Weniger Arbeiter im Ausland, mehr Maschinen in Deutschland
Wie verändert sich der Grad an Automatisierung? Ihr Modell spricht dafür, dass hiesige Unternehmen einen gehörigen Teil ihrer Produktion zurückverlagern könnten und dann weniger Arbeiter in anderen Ländern und mehr Maschinen in Deutschland Waren produzieren würden. Ausschlaggebend dafür sind die aufgrund der Unsicherheit gestiegenen Kosten für Lieferkettenaktivitäten und die gesunkenen Finanzierungskosten für die Automation.

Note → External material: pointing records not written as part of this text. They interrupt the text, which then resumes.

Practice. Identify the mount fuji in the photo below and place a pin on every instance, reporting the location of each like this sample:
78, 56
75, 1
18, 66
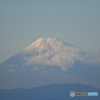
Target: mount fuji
47, 61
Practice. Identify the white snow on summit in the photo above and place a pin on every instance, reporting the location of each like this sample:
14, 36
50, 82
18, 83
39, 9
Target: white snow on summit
52, 51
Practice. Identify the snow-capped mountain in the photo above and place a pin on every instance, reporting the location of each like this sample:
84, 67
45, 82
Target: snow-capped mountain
48, 60
51, 51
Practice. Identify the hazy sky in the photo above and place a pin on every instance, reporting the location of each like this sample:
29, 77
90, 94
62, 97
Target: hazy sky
76, 22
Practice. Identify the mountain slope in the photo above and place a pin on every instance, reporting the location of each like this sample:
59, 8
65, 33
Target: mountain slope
48, 61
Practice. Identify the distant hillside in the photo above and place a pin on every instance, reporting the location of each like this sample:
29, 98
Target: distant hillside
49, 92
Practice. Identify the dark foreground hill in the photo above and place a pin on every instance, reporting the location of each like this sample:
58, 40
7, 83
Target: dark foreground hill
50, 92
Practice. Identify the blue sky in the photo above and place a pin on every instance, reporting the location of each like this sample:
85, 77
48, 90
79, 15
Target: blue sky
76, 22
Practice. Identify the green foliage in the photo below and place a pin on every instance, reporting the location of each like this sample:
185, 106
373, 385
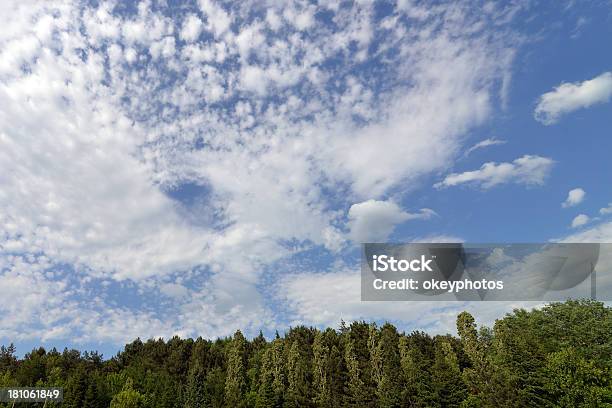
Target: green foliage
235, 382
128, 397
556, 356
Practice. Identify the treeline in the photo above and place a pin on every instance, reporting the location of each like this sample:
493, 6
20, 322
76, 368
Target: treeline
558, 356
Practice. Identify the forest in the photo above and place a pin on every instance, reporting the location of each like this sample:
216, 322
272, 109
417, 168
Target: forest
559, 355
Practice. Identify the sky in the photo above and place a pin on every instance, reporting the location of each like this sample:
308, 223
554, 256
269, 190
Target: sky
194, 168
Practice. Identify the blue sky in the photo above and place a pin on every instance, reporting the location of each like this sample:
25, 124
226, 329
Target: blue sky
193, 168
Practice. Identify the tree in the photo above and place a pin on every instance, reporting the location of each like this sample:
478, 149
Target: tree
328, 370
235, 382
128, 397
298, 375
385, 362
360, 386
415, 362
447, 381
573, 381
195, 395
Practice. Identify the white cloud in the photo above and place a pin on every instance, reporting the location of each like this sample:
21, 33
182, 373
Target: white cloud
324, 299
528, 170
569, 97
218, 19
484, 143
580, 220
374, 221
192, 27
95, 142
174, 290
574, 197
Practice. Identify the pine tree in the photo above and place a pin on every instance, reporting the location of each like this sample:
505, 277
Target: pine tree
322, 372
385, 360
235, 381
298, 376
415, 365
446, 376
195, 395
360, 389
273, 376
128, 397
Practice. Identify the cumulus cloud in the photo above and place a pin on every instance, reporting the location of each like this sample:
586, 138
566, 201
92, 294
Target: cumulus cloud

"Besonders ausgeprägt ist dieser Effekt für Deutschland und die USA. Wer das zum Beispiel nicht macht, ist das Vereinigte Königreich, ist Spanien und Italien. Das sind Länder, wo man es nicht sieht."
Außerdem gebe es Unterschiede zwischen Branchen. Für die Automobilindustrie oder die Textilindustrie beobachtet die Forscherin bislang keine Rückverlagerung, anders als etwa in der Chemieindustrie.

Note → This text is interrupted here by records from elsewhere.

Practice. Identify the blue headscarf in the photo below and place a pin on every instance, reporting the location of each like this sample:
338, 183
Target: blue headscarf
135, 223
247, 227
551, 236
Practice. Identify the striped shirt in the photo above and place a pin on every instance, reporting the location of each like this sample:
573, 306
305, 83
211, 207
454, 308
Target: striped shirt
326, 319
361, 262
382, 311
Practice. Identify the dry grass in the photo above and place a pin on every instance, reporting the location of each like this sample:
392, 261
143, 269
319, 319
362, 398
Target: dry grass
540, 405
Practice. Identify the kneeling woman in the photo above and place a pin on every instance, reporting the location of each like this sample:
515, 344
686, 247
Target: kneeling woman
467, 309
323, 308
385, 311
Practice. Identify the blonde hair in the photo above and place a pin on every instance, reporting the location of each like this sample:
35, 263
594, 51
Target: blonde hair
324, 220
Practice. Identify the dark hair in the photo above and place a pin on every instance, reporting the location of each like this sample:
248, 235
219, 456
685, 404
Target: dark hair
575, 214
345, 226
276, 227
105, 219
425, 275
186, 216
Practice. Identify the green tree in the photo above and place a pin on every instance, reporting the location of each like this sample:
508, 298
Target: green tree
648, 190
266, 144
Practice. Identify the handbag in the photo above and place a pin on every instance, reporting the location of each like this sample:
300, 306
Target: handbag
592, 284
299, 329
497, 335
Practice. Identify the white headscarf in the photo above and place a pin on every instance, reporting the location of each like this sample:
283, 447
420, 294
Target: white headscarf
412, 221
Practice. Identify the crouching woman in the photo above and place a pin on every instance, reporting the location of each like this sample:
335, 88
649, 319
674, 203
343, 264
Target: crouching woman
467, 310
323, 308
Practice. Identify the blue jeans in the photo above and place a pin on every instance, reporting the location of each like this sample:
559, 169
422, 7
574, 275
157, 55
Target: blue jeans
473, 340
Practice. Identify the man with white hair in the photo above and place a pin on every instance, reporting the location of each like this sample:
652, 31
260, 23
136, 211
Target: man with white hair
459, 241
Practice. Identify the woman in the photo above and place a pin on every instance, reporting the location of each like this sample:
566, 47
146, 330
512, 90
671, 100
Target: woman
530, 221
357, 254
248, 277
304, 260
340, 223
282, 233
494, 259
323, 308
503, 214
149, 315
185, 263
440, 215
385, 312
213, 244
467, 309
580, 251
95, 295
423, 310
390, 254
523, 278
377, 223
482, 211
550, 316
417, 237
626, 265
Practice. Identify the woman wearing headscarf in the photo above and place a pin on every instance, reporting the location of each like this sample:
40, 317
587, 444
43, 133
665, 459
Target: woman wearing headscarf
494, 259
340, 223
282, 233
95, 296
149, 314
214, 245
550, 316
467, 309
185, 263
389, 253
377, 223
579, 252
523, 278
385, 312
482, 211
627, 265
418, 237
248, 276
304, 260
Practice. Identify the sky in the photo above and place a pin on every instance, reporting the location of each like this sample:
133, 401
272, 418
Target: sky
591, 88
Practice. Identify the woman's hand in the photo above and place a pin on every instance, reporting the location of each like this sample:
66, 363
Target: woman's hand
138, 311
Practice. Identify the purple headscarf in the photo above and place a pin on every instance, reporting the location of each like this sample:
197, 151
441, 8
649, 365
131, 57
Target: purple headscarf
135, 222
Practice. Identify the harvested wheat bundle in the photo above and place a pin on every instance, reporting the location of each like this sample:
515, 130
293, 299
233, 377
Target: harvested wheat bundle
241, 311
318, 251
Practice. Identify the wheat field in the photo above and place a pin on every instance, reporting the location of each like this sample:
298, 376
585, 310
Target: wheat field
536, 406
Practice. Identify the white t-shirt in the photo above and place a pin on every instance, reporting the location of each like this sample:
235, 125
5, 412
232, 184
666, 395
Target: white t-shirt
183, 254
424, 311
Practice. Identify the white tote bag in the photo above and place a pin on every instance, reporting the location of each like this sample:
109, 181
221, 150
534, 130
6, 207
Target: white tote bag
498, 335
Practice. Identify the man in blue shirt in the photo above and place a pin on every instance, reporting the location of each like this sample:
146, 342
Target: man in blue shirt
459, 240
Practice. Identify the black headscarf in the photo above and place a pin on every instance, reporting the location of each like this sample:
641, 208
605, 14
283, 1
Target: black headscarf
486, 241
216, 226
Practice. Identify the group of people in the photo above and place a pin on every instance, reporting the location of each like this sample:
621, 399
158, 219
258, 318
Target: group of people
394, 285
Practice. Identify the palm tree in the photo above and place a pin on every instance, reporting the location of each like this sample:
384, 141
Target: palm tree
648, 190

Emissionen durch Warentransport
Werden Unternehmen die komplette Wertschöpfung nach Europa zurückholen? Wohl kaum. Zum einen setzen auch Zulieferer an Billiglohnstandorten auf eine Automatisierung. Zum anderen wären damit Wohlfahrtsverluste verbunden. Laut dem Institut für Weltwirtschaft würde beispielsweise der Wohlstand in der EU um 3,6 Prozent sinken, wenn die EU ihre Außenhandelsregeln so ändern würde, dass die Einfuhrkosten für Drittstaaten in die EU sich verdoppeln würden – also ausländischen Anbietern den Marktzugang erschweren würde.

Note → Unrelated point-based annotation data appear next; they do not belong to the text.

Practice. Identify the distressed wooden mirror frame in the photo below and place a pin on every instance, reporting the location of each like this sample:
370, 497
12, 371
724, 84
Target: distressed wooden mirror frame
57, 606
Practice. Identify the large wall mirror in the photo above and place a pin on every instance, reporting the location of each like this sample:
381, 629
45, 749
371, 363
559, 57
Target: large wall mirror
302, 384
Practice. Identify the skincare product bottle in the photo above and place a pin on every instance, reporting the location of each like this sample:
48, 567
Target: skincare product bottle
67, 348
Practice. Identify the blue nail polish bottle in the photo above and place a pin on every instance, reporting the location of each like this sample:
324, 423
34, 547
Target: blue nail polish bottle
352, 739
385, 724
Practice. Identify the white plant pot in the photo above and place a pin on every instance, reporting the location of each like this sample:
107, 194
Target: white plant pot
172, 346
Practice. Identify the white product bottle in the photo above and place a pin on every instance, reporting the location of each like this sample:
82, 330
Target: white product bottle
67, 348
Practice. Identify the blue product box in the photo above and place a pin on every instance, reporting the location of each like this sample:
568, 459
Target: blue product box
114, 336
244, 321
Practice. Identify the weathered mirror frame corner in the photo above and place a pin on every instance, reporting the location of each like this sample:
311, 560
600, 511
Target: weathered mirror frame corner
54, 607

Andererseits sind solche Betrachtungen relativ. Denn eigentlich müsste der Welthandel in einer ähnlichen Größenordnung schrumpfen, wenn die beim Transport entstehenden klimaschädlichen CO2-Emissionen angemessen bepreist würden. Ökonom Felbermayr:
"Vermutlich reden wir da über Größenordnungen von drei bis fünf Prozent, die der Handel zu groß ist, weil die Transportemission nicht internalisiert sind, mit großen Unterschieden über die einzelnen Produkte hinweg."
Einiges spricht dafür, dass es zumindest zu einer gewissen Rückverlagerung und einem Ausbau der Produktion in Industrieländern kommt. So wie bei dem Berliner Maskenunternehmer Erdinc. Halle 7 ist bereits zu klein.
"Wir müssen uns definitiv vergrößern."